Psychologist logo

Real stepped care

Ellie Kerry – a Psychological Wellbeing Practitioner at Great Ormond Street Hospital – writes.

05 September 2019

My mum recently asked a question I have heard many times since starting as a PWP in Great Ormond Street Hospital (GOSH): ‘why is it that children seem to have worse mental health these days?’.

I answer: ‘Well, I think there are multiple factors such as increased awareness, reductions in stigma, and yes mum, social media might also be playing a part’. ‘Ahh’, she says, ‘it must be social media because we were fine in my day’, and the other parts of my answer fall on deaf ears.

And this is the issue – we, not just my mum, but even seasoned mental health professionals, are quick to underplay issues in children which have always been a problem, like conduct, anxiety, depression or attention deficit which are extremely common, treatable and in some cases preventable. Why is it then, that there is not a child equivalent to the adult IAPT system, when we know that more than half of all mental ill-health starts before the age of 14 (Future in Mind, 2015)? Steps have been taken with initiatives such as The Children and Young People’s Improving Access to Psychological Therapies (CYP IAPT) programme, but this service is situated within CAMHS, a service which is impenetrable by families who are ‘functioning’, whose children still attend school, have no diagnosis, and have not ‘yet’ had suicidal thoughts. The majority of families with children with treatable conditions, cannot receive the support they need.

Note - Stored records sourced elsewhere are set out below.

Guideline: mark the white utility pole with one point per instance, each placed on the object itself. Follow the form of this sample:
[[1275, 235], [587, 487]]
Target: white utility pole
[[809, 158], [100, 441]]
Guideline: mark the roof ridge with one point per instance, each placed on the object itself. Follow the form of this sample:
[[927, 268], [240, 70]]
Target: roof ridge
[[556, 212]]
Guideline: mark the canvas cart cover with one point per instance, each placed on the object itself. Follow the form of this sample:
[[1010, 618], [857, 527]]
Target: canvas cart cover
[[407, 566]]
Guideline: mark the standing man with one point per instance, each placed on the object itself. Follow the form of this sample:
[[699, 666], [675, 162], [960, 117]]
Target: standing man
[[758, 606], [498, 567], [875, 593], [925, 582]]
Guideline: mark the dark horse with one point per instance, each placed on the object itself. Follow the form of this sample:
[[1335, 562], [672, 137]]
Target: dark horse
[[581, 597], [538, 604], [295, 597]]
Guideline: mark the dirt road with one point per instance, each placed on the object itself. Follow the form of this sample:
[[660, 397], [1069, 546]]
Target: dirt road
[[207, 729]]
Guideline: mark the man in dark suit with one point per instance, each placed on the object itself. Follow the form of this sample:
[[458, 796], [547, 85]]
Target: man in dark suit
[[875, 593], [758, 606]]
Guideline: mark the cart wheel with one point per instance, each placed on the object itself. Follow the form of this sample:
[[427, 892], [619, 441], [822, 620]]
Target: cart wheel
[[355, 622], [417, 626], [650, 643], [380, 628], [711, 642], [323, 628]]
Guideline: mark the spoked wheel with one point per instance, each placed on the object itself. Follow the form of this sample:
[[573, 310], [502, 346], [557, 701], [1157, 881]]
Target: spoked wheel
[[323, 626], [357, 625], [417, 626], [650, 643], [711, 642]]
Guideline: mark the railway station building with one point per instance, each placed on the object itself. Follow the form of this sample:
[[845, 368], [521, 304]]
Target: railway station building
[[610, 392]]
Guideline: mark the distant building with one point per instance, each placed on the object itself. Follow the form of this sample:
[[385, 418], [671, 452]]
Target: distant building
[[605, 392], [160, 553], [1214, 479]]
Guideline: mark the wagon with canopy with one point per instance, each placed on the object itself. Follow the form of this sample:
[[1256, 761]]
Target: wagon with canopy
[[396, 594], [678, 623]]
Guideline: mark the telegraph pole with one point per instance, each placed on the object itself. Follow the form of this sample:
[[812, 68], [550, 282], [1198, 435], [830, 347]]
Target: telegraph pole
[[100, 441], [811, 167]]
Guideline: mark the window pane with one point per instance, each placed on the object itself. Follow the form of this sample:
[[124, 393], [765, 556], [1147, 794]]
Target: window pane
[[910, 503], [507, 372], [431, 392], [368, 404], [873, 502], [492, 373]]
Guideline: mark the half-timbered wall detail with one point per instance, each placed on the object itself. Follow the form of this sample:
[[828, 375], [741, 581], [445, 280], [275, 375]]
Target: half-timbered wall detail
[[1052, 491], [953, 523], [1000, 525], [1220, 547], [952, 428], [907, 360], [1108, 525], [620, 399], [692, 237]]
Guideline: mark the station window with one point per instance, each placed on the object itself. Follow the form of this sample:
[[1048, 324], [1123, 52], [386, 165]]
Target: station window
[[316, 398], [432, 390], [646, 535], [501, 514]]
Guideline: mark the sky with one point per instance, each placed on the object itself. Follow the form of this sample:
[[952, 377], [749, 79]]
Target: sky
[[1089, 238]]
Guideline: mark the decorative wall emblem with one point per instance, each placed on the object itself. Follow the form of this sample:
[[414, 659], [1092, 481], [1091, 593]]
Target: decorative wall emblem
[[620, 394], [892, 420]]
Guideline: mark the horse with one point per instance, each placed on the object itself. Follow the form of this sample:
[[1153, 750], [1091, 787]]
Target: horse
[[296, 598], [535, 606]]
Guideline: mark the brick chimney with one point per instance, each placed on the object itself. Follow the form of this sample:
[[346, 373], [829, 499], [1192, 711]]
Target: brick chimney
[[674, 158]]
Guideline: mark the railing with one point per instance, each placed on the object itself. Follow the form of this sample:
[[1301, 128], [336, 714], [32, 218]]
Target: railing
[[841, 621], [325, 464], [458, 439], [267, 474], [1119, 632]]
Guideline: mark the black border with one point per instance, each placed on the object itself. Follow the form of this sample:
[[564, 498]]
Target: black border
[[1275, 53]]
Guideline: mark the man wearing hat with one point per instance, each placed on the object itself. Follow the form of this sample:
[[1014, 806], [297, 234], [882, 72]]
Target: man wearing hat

The solution is a real stepped care system for children and young people. At GOSH, we are researching the acceptability of such a system, with step one a ‘mental health drop-in’, delivering low-intensity interventions for families who might otherwise slip through the proverbial healthcare net. To my surprise, my experiences so far have not only brought me in contact with families experiencing mild to moderate conditions, but also those who have been deemed too complex for some services and too mild for others. The result is a sad lack of any meaningful input, with lots of waiting and let-down at the end. But the story brightens, as our service has been able to provide some simple evidence-based guidance and signposting, which in one family’s words, gave them the skills to cope whilst waiting to be seen by CAMHS.

So, to return to my call for a real stepped care system. With fantastic growing ambitions to provide support for children at earlier stages, for example within schools (Green Paper, 2017), we must remain mindful that there is still a big gap and a poorly designed net between first presentation and specialised support. Let’s think together about how we can add steps and prevent untreated cases resurfacing later in the adult mental health system.